Zimbabwe music superstar Oliver Mtukudzi has moved to quash rumours that he is HIV-positive following several false stories that he had died last year.

Arguably the country’s most successful musician, Mtukudzi has in the past revealed that he is diabetic.

His often sickly look has spawned persistent rumours that he has HIV and in December some online blogs even reported that he had died.

But the 60-year-old music maestro told CNN’s African Voices programme at the weekend that although he had many relatives who had succumbed to Aids, he was not HIV-positive himself.

“I am not HIV-positive myself but I have dealt with HIV and Aids programmes, a lot of them,” he said.

He disclosed that his brother Robert and four of his band members had died of Aids in quick succession in the 1980s.
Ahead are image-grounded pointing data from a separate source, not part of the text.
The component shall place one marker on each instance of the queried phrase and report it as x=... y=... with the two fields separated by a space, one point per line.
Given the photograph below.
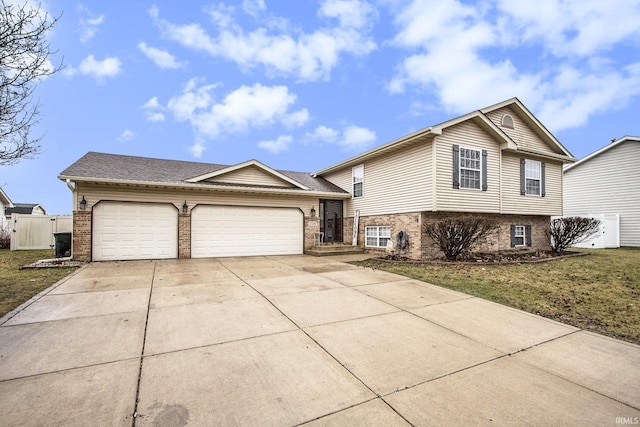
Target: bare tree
x=455 y=237
x=566 y=232
x=24 y=61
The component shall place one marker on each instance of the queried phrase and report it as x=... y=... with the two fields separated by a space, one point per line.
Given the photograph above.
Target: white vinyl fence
x=36 y=231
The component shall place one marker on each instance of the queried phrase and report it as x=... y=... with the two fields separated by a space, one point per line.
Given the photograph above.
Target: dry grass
x=599 y=292
x=17 y=286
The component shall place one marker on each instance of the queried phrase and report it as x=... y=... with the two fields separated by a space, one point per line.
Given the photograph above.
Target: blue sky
x=301 y=85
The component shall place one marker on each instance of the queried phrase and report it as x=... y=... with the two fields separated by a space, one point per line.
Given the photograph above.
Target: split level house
x=499 y=162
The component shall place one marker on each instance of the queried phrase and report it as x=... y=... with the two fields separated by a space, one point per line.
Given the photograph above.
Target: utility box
x=62 y=244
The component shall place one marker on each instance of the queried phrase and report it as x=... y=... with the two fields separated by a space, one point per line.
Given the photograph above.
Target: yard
x=599 y=292
x=17 y=286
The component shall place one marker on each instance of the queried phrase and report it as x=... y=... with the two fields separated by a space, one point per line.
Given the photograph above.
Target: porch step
x=333 y=249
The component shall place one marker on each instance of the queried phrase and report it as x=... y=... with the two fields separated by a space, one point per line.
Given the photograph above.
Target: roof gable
x=534 y=136
x=482 y=118
x=604 y=149
x=251 y=172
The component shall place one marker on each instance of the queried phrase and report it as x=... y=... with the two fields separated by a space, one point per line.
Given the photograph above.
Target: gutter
x=195 y=186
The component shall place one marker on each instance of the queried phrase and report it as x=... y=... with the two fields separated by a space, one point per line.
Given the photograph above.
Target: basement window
x=377 y=237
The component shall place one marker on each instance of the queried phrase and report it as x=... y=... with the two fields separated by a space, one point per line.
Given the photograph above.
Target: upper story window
x=357 y=174
x=470 y=168
x=507 y=121
x=532 y=177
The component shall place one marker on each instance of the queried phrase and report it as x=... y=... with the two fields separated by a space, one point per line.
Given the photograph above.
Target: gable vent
x=507 y=121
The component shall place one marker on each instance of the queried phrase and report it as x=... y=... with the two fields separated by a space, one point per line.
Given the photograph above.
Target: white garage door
x=123 y=230
x=220 y=231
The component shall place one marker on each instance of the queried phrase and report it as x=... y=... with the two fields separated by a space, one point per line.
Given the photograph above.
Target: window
x=357 y=174
x=377 y=237
x=520 y=236
x=532 y=177
x=470 y=168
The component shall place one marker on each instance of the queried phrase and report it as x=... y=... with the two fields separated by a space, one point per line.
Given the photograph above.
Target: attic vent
x=507 y=121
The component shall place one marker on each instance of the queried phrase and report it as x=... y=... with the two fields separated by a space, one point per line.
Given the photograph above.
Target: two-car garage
x=131 y=230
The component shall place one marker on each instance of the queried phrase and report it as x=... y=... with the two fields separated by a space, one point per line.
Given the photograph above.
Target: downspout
x=73 y=190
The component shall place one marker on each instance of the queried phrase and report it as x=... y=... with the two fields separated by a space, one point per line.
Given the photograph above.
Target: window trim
x=526 y=236
x=527 y=177
x=481 y=170
x=516 y=235
x=378 y=236
x=360 y=181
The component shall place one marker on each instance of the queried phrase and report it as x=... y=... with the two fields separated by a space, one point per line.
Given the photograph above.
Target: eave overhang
x=226 y=188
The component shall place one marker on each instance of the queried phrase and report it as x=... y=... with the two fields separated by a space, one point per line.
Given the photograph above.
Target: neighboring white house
x=606 y=183
x=5 y=202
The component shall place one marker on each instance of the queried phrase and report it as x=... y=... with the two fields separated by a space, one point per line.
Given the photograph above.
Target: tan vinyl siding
x=515 y=203
x=397 y=182
x=609 y=183
x=250 y=175
x=521 y=133
x=466 y=135
x=94 y=193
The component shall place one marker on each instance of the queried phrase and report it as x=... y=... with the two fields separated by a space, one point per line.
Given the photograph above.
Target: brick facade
x=81 y=246
x=420 y=246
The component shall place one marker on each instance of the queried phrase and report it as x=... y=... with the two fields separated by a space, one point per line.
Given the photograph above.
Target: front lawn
x=599 y=292
x=17 y=286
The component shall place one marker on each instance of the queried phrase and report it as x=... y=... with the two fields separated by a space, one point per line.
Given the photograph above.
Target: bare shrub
x=566 y=232
x=458 y=236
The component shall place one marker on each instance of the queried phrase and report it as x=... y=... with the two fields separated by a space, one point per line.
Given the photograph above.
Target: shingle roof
x=116 y=167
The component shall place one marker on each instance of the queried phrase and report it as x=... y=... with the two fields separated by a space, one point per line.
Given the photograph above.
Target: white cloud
x=357 y=138
x=89 y=24
x=244 y=109
x=108 y=67
x=154 y=110
x=197 y=148
x=350 y=13
x=276 y=146
x=126 y=135
x=351 y=138
x=162 y=58
x=470 y=56
x=306 y=56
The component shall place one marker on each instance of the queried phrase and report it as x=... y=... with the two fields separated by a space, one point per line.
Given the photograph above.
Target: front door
x=331 y=220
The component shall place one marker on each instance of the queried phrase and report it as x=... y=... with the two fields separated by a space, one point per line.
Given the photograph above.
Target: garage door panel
x=218 y=231
x=125 y=231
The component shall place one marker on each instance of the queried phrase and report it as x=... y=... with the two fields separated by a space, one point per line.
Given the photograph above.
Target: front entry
x=331 y=220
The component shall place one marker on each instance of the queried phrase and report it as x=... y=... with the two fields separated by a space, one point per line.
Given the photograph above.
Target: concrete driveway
x=297 y=340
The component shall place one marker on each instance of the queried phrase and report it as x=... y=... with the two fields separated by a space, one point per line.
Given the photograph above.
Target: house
x=5 y=202
x=605 y=183
x=7 y=207
x=140 y=208
x=499 y=162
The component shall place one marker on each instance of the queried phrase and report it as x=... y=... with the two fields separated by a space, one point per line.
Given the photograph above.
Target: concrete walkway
x=296 y=340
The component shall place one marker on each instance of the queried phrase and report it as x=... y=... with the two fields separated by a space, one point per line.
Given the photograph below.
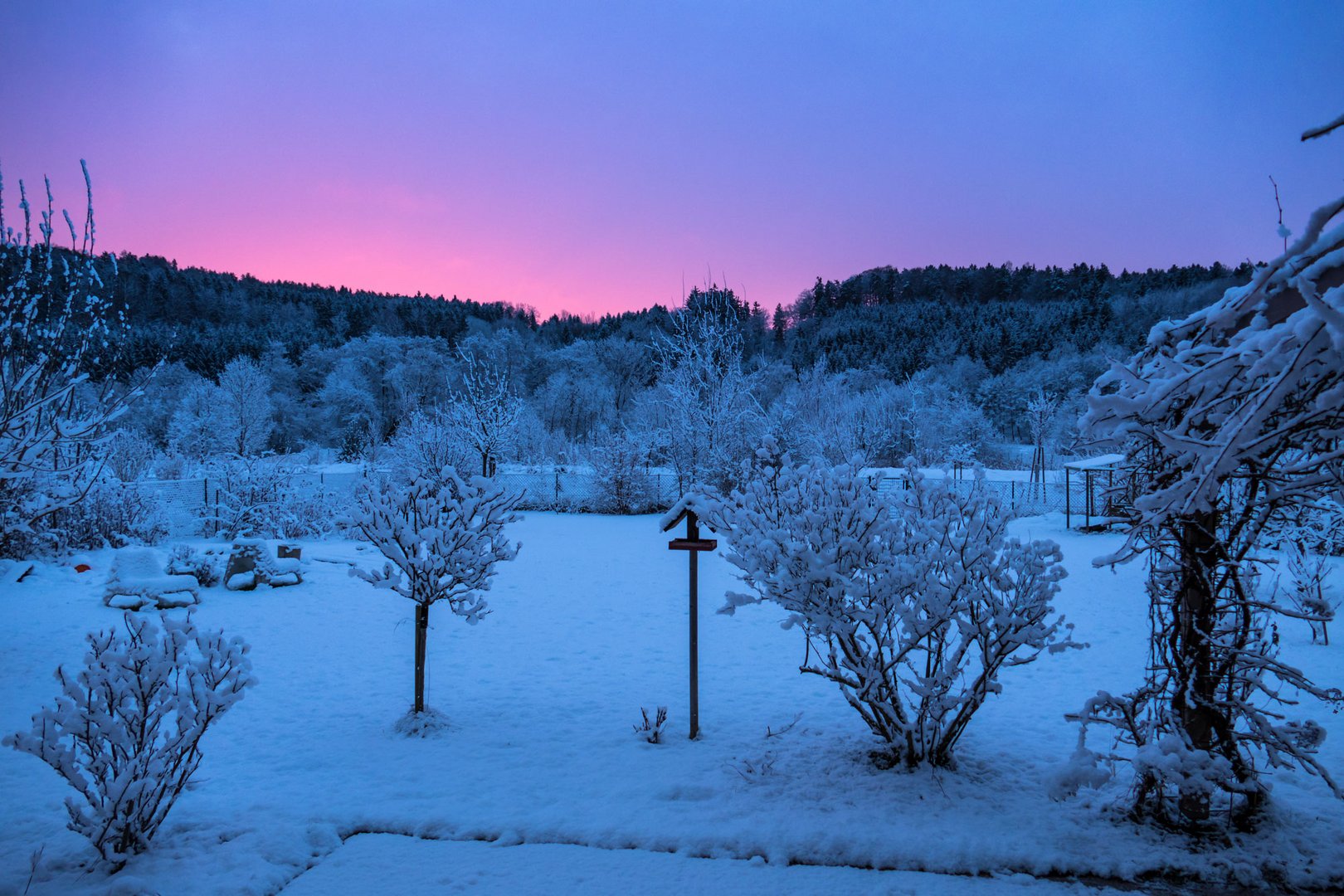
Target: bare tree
x=710 y=410
x=485 y=410
x=442 y=539
x=912 y=602
x=1231 y=421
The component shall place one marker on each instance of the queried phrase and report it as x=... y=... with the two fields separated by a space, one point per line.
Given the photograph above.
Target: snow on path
x=589 y=625
x=409 y=867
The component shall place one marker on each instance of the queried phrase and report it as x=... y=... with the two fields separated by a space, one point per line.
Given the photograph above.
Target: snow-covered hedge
x=125 y=731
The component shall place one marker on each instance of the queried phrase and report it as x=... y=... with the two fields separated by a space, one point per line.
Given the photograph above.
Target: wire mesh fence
x=1022 y=499
x=203 y=505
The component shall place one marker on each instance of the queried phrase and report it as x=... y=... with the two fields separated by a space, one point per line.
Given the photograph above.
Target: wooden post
x=695 y=631
x=693 y=543
x=421 y=631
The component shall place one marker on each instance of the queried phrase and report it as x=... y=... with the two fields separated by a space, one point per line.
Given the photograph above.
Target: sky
x=606 y=156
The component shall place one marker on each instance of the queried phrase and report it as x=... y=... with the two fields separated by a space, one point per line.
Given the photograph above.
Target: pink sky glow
x=597 y=158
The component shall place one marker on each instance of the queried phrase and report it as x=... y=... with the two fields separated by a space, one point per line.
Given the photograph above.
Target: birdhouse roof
x=689 y=503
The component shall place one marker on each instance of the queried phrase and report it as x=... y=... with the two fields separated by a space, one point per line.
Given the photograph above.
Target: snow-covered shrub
x=709 y=416
x=125 y=731
x=485 y=410
x=355 y=442
x=187 y=561
x=442 y=539
x=622 y=475
x=425 y=444
x=112 y=514
x=1308 y=590
x=650 y=730
x=264 y=497
x=56 y=320
x=912 y=602
x=1230 y=421
x=128 y=455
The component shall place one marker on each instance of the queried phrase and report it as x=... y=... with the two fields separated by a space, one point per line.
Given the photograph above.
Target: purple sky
x=596 y=158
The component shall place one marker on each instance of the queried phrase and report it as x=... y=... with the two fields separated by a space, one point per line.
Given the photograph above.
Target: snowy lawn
x=589 y=625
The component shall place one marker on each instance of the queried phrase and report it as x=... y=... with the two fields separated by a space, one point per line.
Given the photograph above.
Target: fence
x=194 y=507
x=1022 y=499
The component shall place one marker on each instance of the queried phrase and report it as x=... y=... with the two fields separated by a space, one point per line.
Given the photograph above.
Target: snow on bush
x=1309 y=590
x=1231 y=422
x=621 y=468
x=125 y=731
x=912 y=602
x=112 y=514
x=187 y=561
x=56 y=320
x=442 y=539
x=650 y=730
x=261 y=497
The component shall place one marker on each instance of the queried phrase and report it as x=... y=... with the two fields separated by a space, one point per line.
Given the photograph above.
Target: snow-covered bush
x=128 y=455
x=709 y=416
x=112 y=514
x=621 y=466
x=262 y=497
x=1230 y=421
x=425 y=444
x=187 y=561
x=442 y=539
x=485 y=410
x=912 y=602
x=125 y=731
x=56 y=317
x=650 y=730
x=1309 y=590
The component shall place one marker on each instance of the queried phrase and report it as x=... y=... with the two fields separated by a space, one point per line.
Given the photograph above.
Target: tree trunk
x=1192 y=646
x=421 y=631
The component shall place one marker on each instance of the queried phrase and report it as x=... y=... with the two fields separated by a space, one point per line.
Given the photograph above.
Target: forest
x=938 y=363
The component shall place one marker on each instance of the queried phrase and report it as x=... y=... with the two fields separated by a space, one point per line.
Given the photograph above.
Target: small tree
x=485 y=410
x=710 y=411
x=442 y=539
x=1231 y=423
x=125 y=731
x=912 y=603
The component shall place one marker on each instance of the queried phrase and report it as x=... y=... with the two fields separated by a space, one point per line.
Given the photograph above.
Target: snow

“My brother Robert died of Aids…so I had all the reason to try and help and give awareness to the people and fight the stigma,” Mtukudzi said. “I am glad the stigma in Zimbabwe has fallen away, not completely though.

“People now talk about it, they don’t hide it.”

Zimbabwe has 1.2 million people living with HIV but the prevalence rate has been falling significantly in the past few years.

Death watch

Mtukudzi has also worked with the World Health Organisation (WHO) since the 1980s to spread HIV/Aids awareness.

“I am one of the very first artists in Zimbabwe to be approached about HIV by the World Health Organisation, that was 1987,” he told CNN. “Nobody knew about the disease in Zimbabwe and I was lucky to get the material about the disease.

“I had to learn and come up with a song which made me go to Swaziland where I actually saw people infected and affected, so I had a better understanding of the disease than my fellow artists because they hadn’t seen it and I had seen that.”

The musician went on to pen several hits that address HIV and Aids-related issues.

Last year he was appointed UNICEF Goodwill Ambassador to raise HIV and Aids awareness in Eastern and Southern Africa.

In 2009, Mtukudzi’s manager Sam Mataure said the persistent death rumours were affecting the musician’s family.

“These rumours are sadly not new but their effect remains the same,” he said then. “No-one wants to hear of themselves as dead.

“Those peddling these false rumours should really consider their effect on Mtukudzi’s family, his friends and his fans.

“You have so much opinion about Tuku out there you would think Zimbabwe is full of medical doctors.”